As others have already mentioned it does feel like a lot of what is coming out now seems to fall into one of 3 categories;
1. Iterative improvement, be it a tv with slightly better resolution, a pc thats a bit faster, or a car that parks itself theres a lot of stuff that's the same as what we're used to but just a little bit different with at best marginal improvements.
2. Stuff that seems to be harmful, particularly when it comes to cryptocurrencies allowing the lucky few to get fantastically wealthy by providing, well, nothing of particular utility to humanity. Another example would be drones, yes they have good uses but turns out what they're really useful for is killing each other.
3. Stuff that is just kinda meh. And for me ai currently sits in this category, it seems to promise an awful lot more than it actually delivers and its impossible to tell if it's a good thing, a bad thing, or just another fad like how 3d tv's were going to revolutionise how we enjoyed media that in a few years time we'll look back and see it for what it was. The same applies to fusion power, which as long as i can remember has promised to revolutionise our world once we get it working, which is just around the corner.

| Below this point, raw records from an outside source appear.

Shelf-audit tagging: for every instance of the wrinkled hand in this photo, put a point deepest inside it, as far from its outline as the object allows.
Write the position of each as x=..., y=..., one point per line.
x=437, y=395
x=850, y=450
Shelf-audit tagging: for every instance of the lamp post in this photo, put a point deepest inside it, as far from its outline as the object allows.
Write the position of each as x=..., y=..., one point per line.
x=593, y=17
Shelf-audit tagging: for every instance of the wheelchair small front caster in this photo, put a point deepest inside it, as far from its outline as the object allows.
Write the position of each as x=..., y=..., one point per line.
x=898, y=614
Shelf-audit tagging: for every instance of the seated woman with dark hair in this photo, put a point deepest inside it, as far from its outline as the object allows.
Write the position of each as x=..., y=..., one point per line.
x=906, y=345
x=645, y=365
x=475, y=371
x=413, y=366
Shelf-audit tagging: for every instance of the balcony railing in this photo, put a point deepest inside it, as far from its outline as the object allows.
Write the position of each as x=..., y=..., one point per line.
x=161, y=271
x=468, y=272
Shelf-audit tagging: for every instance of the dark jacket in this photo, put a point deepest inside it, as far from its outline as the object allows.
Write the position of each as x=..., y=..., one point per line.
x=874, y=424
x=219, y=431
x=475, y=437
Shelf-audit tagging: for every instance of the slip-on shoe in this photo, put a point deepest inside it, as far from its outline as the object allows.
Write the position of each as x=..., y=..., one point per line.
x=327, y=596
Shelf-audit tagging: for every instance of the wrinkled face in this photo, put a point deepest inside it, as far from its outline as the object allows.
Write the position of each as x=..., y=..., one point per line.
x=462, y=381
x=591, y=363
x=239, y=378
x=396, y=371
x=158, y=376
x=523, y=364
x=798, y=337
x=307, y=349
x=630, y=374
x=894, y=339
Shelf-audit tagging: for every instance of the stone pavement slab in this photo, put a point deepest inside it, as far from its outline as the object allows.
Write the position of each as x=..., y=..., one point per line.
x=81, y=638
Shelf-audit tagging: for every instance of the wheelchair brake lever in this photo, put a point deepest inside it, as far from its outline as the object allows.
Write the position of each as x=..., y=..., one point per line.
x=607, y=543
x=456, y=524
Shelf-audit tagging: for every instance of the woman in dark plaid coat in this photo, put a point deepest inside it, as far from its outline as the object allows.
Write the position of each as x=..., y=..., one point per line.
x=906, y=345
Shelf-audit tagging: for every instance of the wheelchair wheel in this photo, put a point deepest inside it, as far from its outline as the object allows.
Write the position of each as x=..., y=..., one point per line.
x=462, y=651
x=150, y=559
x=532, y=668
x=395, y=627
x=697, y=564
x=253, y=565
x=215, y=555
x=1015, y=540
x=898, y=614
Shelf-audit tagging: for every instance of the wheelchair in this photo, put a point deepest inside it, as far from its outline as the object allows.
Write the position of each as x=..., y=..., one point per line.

Even if we crack it and it delivers everything we could ever want it to i'm not sure it isnt going to come with serious downsides that will be both new yet disturbingly familiar.
Category 1 is easy to understand, as a technology develops through people throwing every idea under the sun at it we eventually figure out the overall best way to do it or at least standardise, at some point it gets increasingly difficult to stand out and you end up with a situation where for example most mobile phones look the same and do the same things because it turns out a monolithic touch screen is the thing most people want, and manufacturers have to play around with making it slightly thinner or slightly faster or put extra complications like fingerprint sensors or wireless charging to stand out.
Category 2 is just a symptom of people's innate ability to find an angle to make their own lives a better at the expense of others, which is perhaps less a problem of the tech itself and more a problem of the people using it and sadly is never going to go away whilst humanity is recognisably human.
Category 3 methinks is the one where age comes into play, the older we get the more we see of these revolutionary ideas turn out to either not work or work but not be useful and every time it happens it makes us more cautious to trust the next revolutionary idea won't do the same. That said, it's also the category 3 tech that does sometimes go on to prove itself useful at which point it will very quickly morph into category 1 or 2 once we learn the most effective way to use it.